Ce clitique de troisième personne a pour référent dans le texte une première mention qui est
Mme de Chevreuse on a ici une relation anaphorique. L’apparition de elle valide une relation
entre Mme de Chevreuse et le pronom.
Remarque n°4
Le relatif apparaît dans une tournure particulière qui est tout à fait courante à l’époque
classique : en qui. Cette tournure pouvait même désigner un non humain.

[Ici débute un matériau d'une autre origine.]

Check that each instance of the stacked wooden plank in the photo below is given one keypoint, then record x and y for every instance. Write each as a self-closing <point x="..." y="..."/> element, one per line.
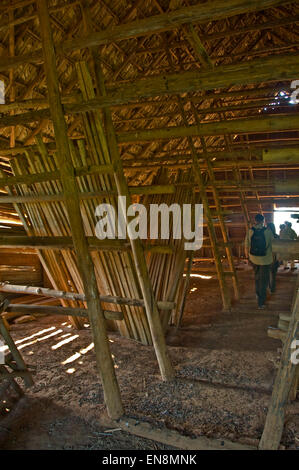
<point x="115" y="270"/>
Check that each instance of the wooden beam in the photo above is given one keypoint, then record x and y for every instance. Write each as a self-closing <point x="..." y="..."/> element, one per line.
<point x="52" y="310"/>
<point x="254" y="71"/>
<point x="290" y="247"/>
<point x="235" y="126"/>
<point x="16" y="289"/>
<point x="289" y="155"/>
<point x="273" y="429"/>
<point x="201" y="13"/>
<point x="85" y="264"/>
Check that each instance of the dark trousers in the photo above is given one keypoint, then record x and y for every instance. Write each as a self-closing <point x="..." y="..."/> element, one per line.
<point x="262" y="277"/>
<point x="273" y="272"/>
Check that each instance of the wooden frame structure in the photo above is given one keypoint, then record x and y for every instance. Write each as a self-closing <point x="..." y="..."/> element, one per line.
<point x="196" y="104"/>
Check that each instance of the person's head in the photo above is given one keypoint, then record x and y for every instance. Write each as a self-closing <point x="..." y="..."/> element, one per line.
<point x="271" y="226"/>
<point x="259" y="219"/>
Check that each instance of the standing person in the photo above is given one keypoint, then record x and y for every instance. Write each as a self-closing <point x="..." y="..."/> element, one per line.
<point x="275" y="264"/>
<point x="288" y="234"/>
<point x="258" y="247"/>
<point x="282" y="228"/>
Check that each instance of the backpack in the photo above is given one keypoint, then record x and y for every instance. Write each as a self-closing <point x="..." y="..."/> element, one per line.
<point x="258" y="245"/>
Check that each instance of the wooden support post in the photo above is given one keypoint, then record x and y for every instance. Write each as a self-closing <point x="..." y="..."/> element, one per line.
<point x="186" y="287"/>
<point x="226" y="301"/>
<point x="151" y="308"/>
<point x="11" y="345"/>
<point x="85" y="264"/>
<point x="219" y="212"/>
<point x="284" y="380"/>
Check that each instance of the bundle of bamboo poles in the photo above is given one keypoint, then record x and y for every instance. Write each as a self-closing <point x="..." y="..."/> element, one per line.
<point x="166" y="270"/>
<point x="115" y="270"/>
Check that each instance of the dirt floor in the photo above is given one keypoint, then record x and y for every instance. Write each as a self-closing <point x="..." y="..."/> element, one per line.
<point x="225" y="366"/>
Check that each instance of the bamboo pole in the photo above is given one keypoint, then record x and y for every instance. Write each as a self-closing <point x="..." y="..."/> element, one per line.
<point x="284" y="379"/>
<point x="97" y="321"/>
<point x="137" y="249"/>
<point x="10" y="288"/>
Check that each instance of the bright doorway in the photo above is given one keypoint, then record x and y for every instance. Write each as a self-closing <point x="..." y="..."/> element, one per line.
<point x="283" y="214"/>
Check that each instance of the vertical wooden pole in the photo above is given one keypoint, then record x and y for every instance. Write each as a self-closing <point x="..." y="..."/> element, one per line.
<point x="151" y="308"/>
<point x="12" y="347"/>
<point x="223" y="228"/>
<point x="85" y="264"/>
<point x="226" y="301"/>
<point x="284" y="380"/>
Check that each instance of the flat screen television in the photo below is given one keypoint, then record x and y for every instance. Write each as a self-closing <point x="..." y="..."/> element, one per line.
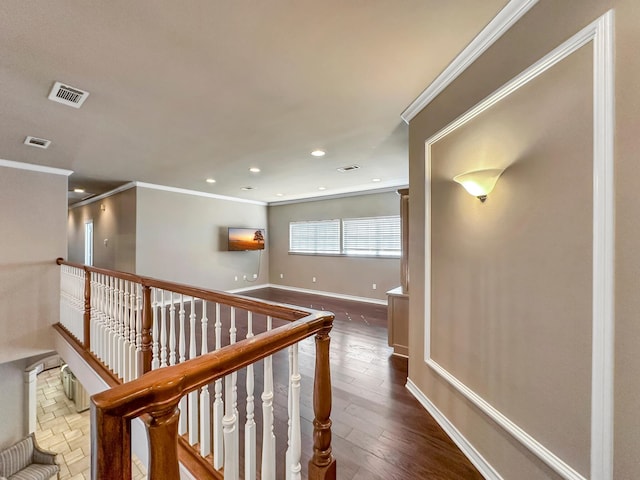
<point x="242" y="239"/>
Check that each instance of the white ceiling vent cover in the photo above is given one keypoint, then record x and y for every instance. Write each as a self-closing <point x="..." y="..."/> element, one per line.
<point x="37" y="142"/>
<point x="67" y="95"/>
<point x="349" y="168"/>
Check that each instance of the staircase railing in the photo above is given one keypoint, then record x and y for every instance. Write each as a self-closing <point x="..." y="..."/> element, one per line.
<point x="155" y="337"/>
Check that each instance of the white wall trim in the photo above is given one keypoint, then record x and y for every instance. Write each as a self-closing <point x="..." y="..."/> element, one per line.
<point x="603" y="252"/>
<point x="601" y="33"/>
<point x="518" y="433"/>
<point x="196" y="193"/>
<point x="502" y="22"/>
<point x="478" y="461"/>
<point x="34" y="168"/>
<point x="313" y="292"/>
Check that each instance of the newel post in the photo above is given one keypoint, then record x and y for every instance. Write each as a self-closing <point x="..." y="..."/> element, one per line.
<point x="322" y="465"/>
<point x="162" y="428"/>
<point x="147" y="323"/>
<point x="110" y="445"/>
<point x="87" y="309"/>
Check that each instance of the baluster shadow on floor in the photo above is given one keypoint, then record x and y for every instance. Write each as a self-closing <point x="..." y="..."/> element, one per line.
<point x="380" y="431"/>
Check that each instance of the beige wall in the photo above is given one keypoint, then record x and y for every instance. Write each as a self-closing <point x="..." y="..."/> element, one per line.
<point x="114" y="220"/>
<point x="12" y="402"/>
<point x="32" y="212"/>
<point x="345" y="275"/>
<point x="183" y="238"/>
<point x="515" y="325"/>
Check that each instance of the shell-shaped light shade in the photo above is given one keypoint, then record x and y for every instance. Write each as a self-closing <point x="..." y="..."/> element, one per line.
<point x="479" y="183"/>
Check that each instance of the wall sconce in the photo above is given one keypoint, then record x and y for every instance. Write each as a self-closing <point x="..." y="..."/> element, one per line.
<point x="479" y="183"/>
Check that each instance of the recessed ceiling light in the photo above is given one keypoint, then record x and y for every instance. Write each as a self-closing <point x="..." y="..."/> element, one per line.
<point x="37" y="142"/>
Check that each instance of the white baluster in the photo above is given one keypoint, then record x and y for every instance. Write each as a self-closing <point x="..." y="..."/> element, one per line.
<point x="230" y="420"/>
<point x="155" y="361"/>
<point x="218" y="404"/>
<point x="294" y="432"/>
<point x="182" y="347"/>
<point x="193" y="396"/>
<point x="133" y="319"/>
<point x="138" y="331"/>
<point x="268" y="438"/>
<point x="104" y="292"/>
<point x="205" y="406"/>
<point x="172" y="331"/>
<point x="163" y="332"/>
<point x="287" y="461"/>
<point x="118" y="338"/>
<point x="250" y="425"/>
<point x="109" y="337"/>
<point x="126" y="331"/>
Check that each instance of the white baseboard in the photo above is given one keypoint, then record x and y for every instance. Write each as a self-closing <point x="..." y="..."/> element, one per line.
<point x="484" y="467"/>
<point x="328" y="294"/>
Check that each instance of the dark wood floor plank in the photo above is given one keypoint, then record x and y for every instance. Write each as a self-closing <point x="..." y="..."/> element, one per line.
<point x="379" y="430"/>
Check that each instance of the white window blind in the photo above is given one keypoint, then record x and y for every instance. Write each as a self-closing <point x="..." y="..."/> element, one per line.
<point x="371" y="236"/>
<point x="315" y="236"/>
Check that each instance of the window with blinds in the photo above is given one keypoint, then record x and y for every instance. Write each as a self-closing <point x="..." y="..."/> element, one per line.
<point x="315" y="237"/>
<point x="372" y="236"/>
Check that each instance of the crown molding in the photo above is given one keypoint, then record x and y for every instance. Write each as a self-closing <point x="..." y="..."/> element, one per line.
<point x="34" y="168"/>
<point x="97" y="198"/>
<point x="358" y="193"/>
<point x="197" y="193"/>
<point x="501" y="23"/>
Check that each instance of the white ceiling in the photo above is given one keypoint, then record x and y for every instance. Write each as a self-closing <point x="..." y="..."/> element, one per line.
<point x="182" y="91"/>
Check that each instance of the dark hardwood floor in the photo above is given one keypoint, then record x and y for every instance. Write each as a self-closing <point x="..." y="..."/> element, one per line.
<point x="379" y="430"/>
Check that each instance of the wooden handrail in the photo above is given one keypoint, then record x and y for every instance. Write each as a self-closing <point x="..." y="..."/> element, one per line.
<point x="165" y="386"/>
<point x="155" y="396"/>
<point x="264" y="307"/>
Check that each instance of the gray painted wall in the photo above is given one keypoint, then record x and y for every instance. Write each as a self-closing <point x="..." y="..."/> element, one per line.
<point x="33" y="209"/>
<point x="346" y="275"/>
<point x="183" y="238"/>
<point x="32" y="213"/>
<point x="12" y="402"/>
<point x="114" y="220"/>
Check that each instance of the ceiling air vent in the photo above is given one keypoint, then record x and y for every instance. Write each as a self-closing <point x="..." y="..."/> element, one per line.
<point x="37" y="142"/>
<point x="349" y="168"/>
<point x="71" y="96"/>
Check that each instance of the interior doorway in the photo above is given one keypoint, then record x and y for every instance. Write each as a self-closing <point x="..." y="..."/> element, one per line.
<point x="88" y="242"/>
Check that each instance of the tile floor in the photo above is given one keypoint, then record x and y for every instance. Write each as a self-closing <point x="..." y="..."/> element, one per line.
<point x="64" y="431"/>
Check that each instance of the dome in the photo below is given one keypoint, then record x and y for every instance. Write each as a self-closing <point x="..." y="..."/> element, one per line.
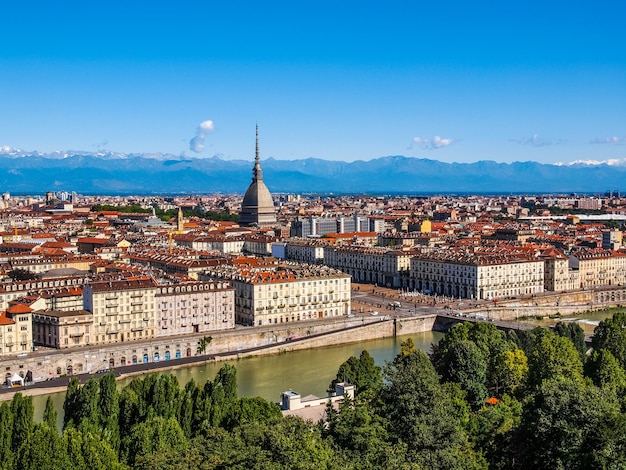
<point x="257" y="207"/>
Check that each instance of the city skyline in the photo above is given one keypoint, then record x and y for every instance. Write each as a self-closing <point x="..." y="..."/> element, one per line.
<point x="454" y="83"/>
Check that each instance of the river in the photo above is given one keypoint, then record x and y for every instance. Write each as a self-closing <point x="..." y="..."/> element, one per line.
<point x="307" y="371"/>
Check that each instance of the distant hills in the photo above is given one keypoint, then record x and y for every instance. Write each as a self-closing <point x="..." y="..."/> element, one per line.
<point x="115" y="173"/>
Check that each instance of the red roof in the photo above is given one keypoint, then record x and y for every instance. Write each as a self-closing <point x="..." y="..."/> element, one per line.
<point x="19" y="308"/>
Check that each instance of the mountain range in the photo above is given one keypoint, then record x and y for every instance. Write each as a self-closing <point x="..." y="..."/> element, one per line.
<point x="116" y="173"/>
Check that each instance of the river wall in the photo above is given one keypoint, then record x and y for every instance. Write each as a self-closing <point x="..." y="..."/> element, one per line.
<point x="563" y="304"/>
<point x="239" y="342"/>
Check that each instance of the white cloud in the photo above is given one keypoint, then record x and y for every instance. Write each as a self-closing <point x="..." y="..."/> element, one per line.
<point x="610" y="140"/>
<point x="196" y="144"/>
<point x="536" y="141"/>
<point x="436" y="142"/>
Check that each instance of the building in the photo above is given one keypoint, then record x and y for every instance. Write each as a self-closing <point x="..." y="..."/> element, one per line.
<point x="490" y="273"/>
<point x="598" y="267"/>
<point x="381" y="266"/>
<point x="272" y="292"/>
<point x="62" y="329"/>
<point x="123" y="310"/>
<point x="16" y="331"/>
<point x="257" y="207"/>
<point x="194" y="307"/>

Qu’elle en qui [kεlãki] on a ici une cacophonie proscrite dans les arts poétiques de l’époque.
Remarque n°5
Cette remarque porte sur la construction du verbe suppléer. Ici on peut remarquer qu’il est
employé en construction transitive directe alors qu’en français moderne l’emploi s’effectue en
construction transitive indirecte, entre les deux on peut relever une légère variation
sémantique.
Remarque n°6
On peut travailler sur les modes et les temps verbaux, en effet le verbe de la principale est un
temps du passé ( passé composé de l’indicatif) or une règle classique spécifie que s’il y a un
temps du passé dans la principale, on doit employer un temps du passé dans la subordonnée,
on évoque ainsi deux actions concomitantes. Dans la subordonnée l’emploi de la restrictive
qu’elle entraîne l‘emploi du subjonctif, ici on a choisi l’imparfait du subjonctif pour relater
une action en cours d’accomplissement.
3. Stylistique
Introduction
Le cardinal de Retz s’appelait Jean-François de Gondi et a vécu une grande partie du
XVIIe siècle, ses Mémoires ne sont publiées qu’au début du XVIIIe siècle vers 1717, il s’agit
donc d’une œuvre posthume. Il est un ecclésiastique animé de toutes les passions humaines,
très porté sur le beau sexe, ambitieux, il est étroitement lié aux intrigues nouées par la Fronde.
Il est arrêté sur l’ordre de Louis XIV, il s’enfuit et se réfugie à Rome, puis en Allemagne et en
Hollande. Il rentre en France après la mort de Mazarin en 1661 et démissionne de
l’archevêché de Paris. Il termine sa vie à Commercy après avoir raconté une partie de sa vie
dans ses Mémoires. Il est célébré comme un des grands orateurs de son temps. Mme de
Chevreuse est née en 1600 et morte en 1679, elle n’a eu que deux maris mais beaucoup
d’amants, elle était notamment la maîtresse du duc de Lorraine. Le cardinal de Retz fait ici le
portrait de cette femme, un portrait essentiellement psychologique qui illustre toute la
subjectivité de l’énonciateur qui est le témoin direct des éléments qu’il expose, il s’agira ici de
relever les distorsions éventuellement introduites par la subjectivité de l’auteur. On pourra
dans un premier temps examiner les procédés référentiels et la construction du portrait, puis il
s’agira de comprendre en quoi ce portrait est unilatéral, enfin on s’intéressera à l’écriture elle-
même, à cette plume trempée dans le vitriol.